Upon visual inspection we can say that the forecasted values are within a reasonable interval. If we look at the 95% intervals we are still expecting a rise in the sales (count) of homes across america.

Comparing with linear model

Linear Model

We will fit a linear model to compare with our ARIMA model.
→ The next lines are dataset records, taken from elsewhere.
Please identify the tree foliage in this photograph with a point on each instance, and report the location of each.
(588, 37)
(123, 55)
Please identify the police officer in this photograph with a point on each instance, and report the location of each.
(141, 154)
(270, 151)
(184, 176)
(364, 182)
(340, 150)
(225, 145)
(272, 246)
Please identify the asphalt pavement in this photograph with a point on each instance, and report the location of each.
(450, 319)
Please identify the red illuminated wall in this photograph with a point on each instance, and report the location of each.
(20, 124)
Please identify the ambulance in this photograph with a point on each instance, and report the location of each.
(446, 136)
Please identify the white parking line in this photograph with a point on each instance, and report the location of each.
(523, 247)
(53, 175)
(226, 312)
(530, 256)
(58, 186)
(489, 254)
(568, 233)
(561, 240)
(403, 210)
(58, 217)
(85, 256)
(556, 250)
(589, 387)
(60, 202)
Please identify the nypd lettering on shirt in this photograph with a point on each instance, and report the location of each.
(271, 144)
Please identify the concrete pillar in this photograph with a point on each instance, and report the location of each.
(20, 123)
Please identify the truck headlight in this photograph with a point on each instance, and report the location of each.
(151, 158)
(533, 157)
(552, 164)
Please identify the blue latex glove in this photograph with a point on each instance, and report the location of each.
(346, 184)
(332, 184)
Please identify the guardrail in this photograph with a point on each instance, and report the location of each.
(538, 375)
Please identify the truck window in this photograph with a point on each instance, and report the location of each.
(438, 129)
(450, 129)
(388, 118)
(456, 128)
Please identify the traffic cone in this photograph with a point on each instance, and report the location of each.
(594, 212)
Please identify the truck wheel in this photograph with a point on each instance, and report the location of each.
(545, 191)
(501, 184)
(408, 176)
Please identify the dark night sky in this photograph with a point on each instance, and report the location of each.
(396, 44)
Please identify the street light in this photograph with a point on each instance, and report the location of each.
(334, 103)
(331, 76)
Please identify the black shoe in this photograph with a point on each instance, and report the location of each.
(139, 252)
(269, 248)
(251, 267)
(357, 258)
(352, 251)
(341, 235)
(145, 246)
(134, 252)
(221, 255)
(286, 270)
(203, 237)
lin_mod<-lm(sales~Month,data = seattle_sales)
modelsummary(lin_mod)
Model 1
(Intercept) -9706.469
(989.598)
Month 0.875
(0.060)
Num.Obs. 167
R2 0.564
R2 Adj. 0.561
AIC 2827.5
BIC 2836.8
Log.Lik. -1410.728
F 213.520

A linear model does not capture any of the variation in the data.

seattle_sales %>% 
  ggplot()+
  geom_line(aes(Month,sales), col = "blue")+
  geom_line(aes(Month,predict(lin_mod)), col= "green") +
  geom_line(aes(Month,pred), color = "red", alpha = 0.6) +
  ggtitle("Comparison with a Linear model") + xlab("Year") + ylab("Sales (Count)")

We can see that the ARIMA model significantly outperforms the simple linear model.